The fat black line is the mean SSE of all 10 folds. This also suggested a resolution of 1.0 (probably 0.8 and 1.2 would also be fine) cluster_sse_multifold

@anna-neufeld I am eager to hear you feedback. Especially, if all implementations are correct, like the sctransform, the refactoring of the ss function and the transposition of the matrices.

Thanks!

Hi @mihem ,

Thank you so much for this extensive work! It is so exciting to see NBCS in action !

Here are a few comments / answers to your questions.

(1) Thank you so much for writing the faster version of the SSE function! The one included in the very basic tutorial was only intended to be used on the small toy dataset, so it's great to have this faster version on hand. I had been thinking about using an alternate loss function for the real data tutorial, but it looks like SSE worked pretty well for you !

(2) My tutorials have all used cell-by-gene matrices. Having the observations in the rows and the features in the columns is nice because it is compatible with existing R functions such as k-means (used in my tutorials). However, you are 100% correct that this is the opposite of the way that Seurat does it (they do gene-by-cell matrices). So, the fact that you took transposes was correct.

(3) I agree that the resolution parameter suggested by Poisson count splitting is too big. This is probably due to the fact that the data are not Poisson, they are negative binomial. Thus, in the Poisson version, there is dependence between the training and test sets, leading to overfitting.

(4) For using sctransform-- I am so glad that the paper GitHub repository was useful in finding this code, and so sorry that I haven't put this code in a tutorial yet! -- The only step I am not sure about is subsetting the data to only genes with overdispersion estimates. I ran into the issue that sctransform::vst() does not always return an overdispersion estimate for every single gene (e.g. it does not return an estimate for genes that were expressed in <5 cells, by default). I personally decided to retain these genes in the analysis and just set their overdisperson parameter = infinity (i.e. if the estimation fails, assume the genes are Poisson). -- It might not matter here since you are subsetting the genes/cells later anyway!

(5) I think it's really cool that NBCS ends up showing a sharper minimum at a certain (reasonable!) resolution parameter. This is probably because it did a better job making independent train/test sets than Poisson count splitting. The plots are beautiful, and it looks to me like you did the multifold version correctly! It is really nice to see that the minimum around resolution=1 was pretty consistent across folds for multifold splitting.
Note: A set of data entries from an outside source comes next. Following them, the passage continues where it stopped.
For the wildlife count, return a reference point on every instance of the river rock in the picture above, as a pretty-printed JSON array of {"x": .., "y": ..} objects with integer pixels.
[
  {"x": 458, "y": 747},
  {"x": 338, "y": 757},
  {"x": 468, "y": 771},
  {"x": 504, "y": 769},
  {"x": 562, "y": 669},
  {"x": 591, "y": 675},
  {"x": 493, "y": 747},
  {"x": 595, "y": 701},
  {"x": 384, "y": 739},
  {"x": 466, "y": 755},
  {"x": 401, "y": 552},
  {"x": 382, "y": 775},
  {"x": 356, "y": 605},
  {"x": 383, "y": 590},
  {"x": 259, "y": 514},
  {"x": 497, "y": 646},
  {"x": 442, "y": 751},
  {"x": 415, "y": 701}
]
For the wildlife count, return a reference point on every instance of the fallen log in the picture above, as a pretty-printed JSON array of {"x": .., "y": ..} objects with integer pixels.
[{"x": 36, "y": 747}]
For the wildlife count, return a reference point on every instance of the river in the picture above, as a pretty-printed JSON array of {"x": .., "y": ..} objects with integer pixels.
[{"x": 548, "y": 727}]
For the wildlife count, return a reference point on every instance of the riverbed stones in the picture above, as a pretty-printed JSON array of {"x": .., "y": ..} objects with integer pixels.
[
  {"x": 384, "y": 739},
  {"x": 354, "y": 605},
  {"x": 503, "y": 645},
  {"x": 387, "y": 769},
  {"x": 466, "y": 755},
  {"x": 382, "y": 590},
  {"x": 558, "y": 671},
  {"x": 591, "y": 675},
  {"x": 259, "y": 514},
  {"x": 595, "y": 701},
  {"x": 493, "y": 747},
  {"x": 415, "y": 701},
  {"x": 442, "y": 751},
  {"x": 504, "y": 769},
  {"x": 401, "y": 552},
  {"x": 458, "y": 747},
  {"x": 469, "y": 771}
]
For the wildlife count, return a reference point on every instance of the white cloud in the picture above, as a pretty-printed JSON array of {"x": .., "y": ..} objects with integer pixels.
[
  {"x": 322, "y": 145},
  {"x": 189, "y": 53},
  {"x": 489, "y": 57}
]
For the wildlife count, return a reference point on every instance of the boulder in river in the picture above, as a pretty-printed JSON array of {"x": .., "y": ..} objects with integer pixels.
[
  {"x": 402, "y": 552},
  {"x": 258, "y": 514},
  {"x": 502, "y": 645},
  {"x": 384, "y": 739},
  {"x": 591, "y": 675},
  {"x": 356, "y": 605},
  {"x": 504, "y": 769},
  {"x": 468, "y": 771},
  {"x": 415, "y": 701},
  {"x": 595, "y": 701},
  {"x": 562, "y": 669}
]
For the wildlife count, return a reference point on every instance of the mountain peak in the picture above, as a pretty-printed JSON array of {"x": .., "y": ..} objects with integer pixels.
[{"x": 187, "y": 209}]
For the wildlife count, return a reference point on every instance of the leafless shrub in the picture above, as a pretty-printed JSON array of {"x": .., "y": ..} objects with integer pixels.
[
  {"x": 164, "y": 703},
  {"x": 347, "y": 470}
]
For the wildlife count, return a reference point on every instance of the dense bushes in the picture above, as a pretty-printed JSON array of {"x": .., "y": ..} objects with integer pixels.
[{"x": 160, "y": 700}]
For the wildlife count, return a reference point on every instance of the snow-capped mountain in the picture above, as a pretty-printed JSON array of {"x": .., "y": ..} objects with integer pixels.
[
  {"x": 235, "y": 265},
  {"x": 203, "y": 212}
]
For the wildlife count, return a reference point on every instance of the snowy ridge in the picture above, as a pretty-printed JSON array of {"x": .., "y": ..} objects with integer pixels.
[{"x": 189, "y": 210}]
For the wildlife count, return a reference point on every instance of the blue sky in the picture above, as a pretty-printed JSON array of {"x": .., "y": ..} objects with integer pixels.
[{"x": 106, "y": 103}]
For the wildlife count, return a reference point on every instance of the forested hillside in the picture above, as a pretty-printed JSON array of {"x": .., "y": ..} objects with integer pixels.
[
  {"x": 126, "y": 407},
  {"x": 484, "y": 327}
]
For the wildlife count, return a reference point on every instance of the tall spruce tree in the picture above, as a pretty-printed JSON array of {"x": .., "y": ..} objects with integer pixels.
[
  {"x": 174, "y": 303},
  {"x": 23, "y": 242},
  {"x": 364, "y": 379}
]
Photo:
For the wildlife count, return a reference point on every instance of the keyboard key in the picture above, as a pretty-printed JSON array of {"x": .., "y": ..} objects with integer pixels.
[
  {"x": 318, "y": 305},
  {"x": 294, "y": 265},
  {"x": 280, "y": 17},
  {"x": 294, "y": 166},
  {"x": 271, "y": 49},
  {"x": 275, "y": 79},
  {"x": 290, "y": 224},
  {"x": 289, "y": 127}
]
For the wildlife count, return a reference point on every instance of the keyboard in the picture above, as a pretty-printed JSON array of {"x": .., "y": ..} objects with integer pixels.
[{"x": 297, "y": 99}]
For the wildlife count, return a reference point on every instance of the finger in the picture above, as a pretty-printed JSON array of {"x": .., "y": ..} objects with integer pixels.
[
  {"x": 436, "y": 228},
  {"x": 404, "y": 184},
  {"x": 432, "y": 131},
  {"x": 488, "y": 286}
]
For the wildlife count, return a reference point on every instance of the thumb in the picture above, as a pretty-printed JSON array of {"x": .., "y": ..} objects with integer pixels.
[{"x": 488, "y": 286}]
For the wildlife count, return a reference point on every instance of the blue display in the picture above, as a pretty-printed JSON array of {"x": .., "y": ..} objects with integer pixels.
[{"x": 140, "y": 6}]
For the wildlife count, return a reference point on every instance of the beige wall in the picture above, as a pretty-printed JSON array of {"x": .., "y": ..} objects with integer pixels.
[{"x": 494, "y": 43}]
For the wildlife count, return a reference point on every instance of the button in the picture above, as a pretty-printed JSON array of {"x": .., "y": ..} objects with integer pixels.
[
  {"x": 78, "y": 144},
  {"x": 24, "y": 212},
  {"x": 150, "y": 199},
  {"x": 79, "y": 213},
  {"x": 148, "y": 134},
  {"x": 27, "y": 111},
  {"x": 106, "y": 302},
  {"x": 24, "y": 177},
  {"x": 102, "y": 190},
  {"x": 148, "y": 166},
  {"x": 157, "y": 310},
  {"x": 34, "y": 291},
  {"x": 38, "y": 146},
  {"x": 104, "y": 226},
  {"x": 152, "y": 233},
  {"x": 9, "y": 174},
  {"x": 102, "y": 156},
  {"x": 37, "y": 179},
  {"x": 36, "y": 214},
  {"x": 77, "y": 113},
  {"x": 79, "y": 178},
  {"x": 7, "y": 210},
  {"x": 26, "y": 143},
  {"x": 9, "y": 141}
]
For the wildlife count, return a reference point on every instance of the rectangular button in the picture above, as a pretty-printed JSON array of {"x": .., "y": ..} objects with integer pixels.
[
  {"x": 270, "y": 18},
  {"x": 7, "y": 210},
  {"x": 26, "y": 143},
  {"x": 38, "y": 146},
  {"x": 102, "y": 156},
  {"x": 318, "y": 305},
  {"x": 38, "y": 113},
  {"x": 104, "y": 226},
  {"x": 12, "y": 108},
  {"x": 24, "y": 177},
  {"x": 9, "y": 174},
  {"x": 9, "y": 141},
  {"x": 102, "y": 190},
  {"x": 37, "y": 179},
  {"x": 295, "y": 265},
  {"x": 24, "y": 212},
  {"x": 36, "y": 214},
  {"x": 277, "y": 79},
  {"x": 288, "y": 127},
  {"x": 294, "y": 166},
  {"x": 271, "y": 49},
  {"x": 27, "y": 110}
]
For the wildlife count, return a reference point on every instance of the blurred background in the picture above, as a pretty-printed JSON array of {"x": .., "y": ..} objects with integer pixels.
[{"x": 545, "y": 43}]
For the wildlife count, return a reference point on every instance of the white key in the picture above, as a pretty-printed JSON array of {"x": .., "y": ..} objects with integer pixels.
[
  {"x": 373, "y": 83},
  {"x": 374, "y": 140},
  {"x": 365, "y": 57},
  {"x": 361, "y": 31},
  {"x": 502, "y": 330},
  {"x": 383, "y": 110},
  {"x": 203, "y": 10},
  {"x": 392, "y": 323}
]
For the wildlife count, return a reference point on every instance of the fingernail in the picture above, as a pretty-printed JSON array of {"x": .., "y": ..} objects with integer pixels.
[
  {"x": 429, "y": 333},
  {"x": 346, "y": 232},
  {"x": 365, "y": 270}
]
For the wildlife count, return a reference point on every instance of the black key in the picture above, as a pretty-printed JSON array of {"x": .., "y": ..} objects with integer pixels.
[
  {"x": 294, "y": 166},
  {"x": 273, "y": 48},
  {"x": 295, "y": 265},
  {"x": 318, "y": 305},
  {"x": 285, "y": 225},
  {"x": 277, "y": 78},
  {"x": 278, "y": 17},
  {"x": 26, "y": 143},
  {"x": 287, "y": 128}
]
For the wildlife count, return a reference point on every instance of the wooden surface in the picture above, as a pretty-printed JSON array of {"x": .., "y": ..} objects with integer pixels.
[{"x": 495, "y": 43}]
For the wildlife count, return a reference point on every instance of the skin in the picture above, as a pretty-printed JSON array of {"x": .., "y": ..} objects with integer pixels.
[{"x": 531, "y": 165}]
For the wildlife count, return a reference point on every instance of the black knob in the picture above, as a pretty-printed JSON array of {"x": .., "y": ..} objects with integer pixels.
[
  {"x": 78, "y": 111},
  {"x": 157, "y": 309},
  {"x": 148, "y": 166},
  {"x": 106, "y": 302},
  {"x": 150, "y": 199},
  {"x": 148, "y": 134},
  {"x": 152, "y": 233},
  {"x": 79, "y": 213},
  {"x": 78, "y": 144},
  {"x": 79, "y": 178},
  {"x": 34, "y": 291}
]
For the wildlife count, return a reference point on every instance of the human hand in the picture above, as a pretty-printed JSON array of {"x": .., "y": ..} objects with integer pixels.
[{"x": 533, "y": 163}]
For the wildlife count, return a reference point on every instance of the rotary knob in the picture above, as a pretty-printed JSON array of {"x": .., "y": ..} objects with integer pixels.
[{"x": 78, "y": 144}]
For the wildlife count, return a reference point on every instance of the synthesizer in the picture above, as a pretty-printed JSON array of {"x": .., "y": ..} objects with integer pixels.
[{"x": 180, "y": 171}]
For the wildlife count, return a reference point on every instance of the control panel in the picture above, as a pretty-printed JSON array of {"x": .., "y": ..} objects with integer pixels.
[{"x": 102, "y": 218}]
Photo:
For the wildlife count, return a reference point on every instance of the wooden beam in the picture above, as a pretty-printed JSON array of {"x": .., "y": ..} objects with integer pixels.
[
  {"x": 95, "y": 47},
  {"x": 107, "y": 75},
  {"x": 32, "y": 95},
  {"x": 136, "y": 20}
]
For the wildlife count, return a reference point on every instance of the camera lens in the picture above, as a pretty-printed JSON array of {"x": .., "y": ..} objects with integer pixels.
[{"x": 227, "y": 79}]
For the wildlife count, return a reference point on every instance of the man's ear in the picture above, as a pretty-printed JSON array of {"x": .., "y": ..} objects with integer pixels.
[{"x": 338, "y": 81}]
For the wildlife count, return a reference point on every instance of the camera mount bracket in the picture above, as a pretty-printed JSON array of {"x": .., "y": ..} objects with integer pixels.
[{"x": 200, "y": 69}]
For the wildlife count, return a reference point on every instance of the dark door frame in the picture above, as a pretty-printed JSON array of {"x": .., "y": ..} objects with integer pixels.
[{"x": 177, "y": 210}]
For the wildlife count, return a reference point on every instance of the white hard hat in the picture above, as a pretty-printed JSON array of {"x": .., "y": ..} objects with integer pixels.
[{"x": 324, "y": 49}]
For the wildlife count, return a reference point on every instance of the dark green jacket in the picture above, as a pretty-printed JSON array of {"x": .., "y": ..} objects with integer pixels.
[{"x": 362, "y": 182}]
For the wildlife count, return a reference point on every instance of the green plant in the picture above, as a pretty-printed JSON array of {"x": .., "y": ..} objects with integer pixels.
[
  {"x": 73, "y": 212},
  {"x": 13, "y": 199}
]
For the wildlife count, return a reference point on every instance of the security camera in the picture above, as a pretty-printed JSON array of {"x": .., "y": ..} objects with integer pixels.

(5) I have been working on a Seurat negative binomial tutorial for the website using this same dataset and similar ideas, but had not finished it yet. I really like your analysis, as I think that this shows a clear comparison between NBCS and Poisson count splitting on real data, while also showing how to use multifold splitting, etc. If I use this analysis as the basis for a new tutorial, can I credit you on the website and in the package? If so, shoot me an email at aneufeld@fredhutch.org so that you can let me know how best to credit you!

Hi @anna-neufeld You are very welcome.

Thank for your swift response and clear explainations.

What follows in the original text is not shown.